The probe carried out its closest approach on December 24, where it whizzed past just 6.1 million kilometers (3.8 million miles) from the Sun’s surface while moving at around 690,000 kilometers per hour (430,000 miles per hour) – making it the fastest spacecraft ever.

Parker Solar Probe launched in 2018 to get closer to the Sun than humanity ever has before. Its mission to “touch the Sun” means flying through the Sun’s corona, its weak outer atmosphere – at scorching temperatures of up to 980°C (1,800°F) – to try and solve the mystery of why the Sun’s corona gets heated to millions of degrees, much hotter than the Sun's surface. It will also help scientists trace the origin of the solar wind and how its energetic particles are accelerated to near-light speed when flung out into space.
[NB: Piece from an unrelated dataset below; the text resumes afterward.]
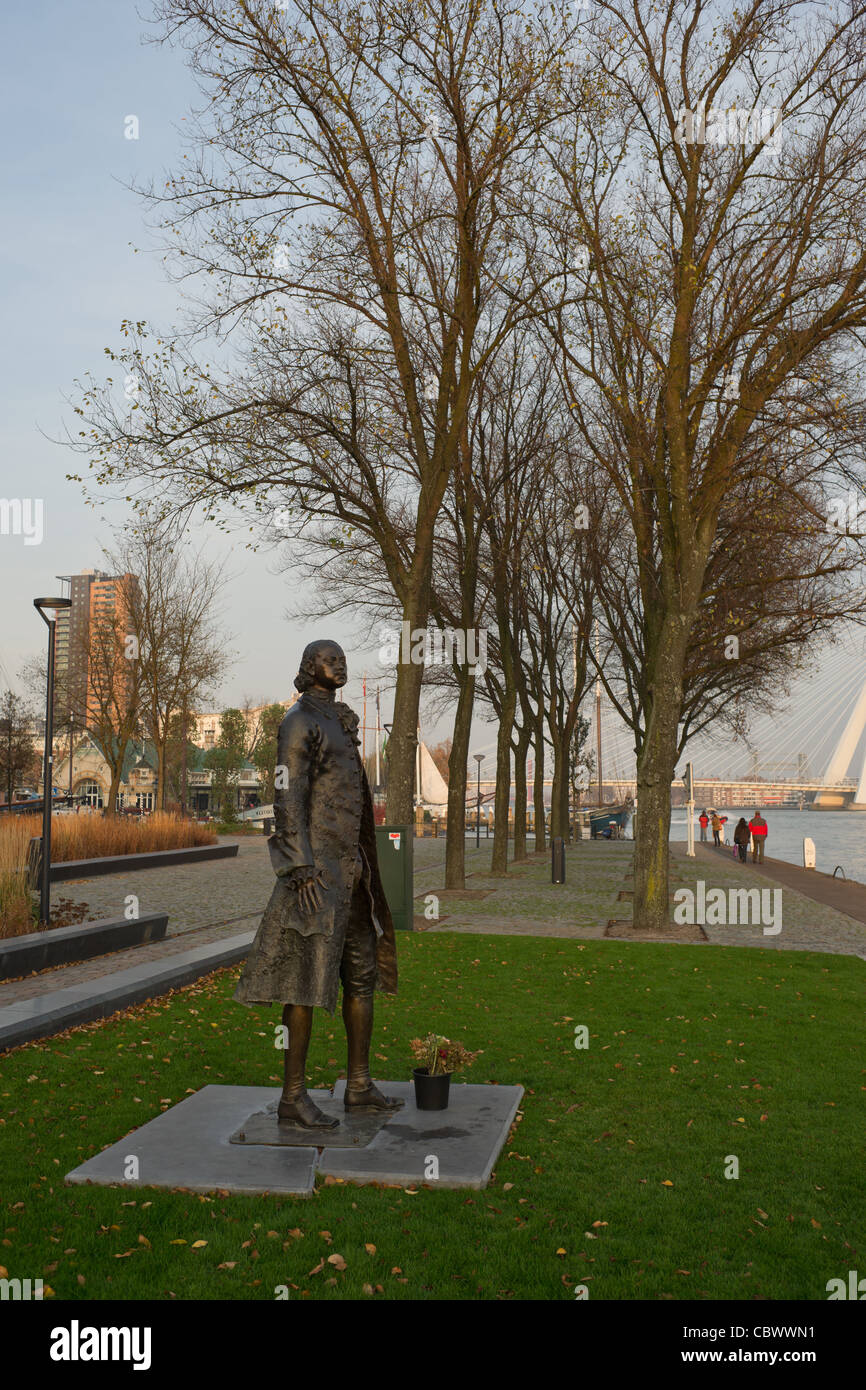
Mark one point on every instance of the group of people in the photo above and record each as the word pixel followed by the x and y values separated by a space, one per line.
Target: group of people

To make this closest approach, Parker had to swing by Venus seven times to get a gravity assist to boost its speed and has orbited the Sun 21 times, inching closer with each pass. This 22nd flyby marks the closest the probe will get to the Sun. It has two more scheduled flybys at a similar distance and speed in March and June 2025.

“This is one example of NASA’s bold missions, doing something that no one else has ever done before to answer longstanding questions about our universe,” Parker Solar Probe program scientist Arik Posner said in a statement on December 20, when they last heard from it. "We can’t wait to receive that first status update from the spacecraft and start receiving the science data in the coming weeks."

Now it has sent back its beacon indicating the craft’s general health, the team on Earth is expecting to receive a more detailed telemetry data report on January 1, and only then will they know if it collected the data to help solve some of the Sun’s enduring mysteries.

“No human-made object has ever passed this close to a star, so Parker will truly be returning data from uncharted territory,” Nick Pinkine, Parker Solar Probe mission operations manager at NASA’s Applied Physics Laboratory said.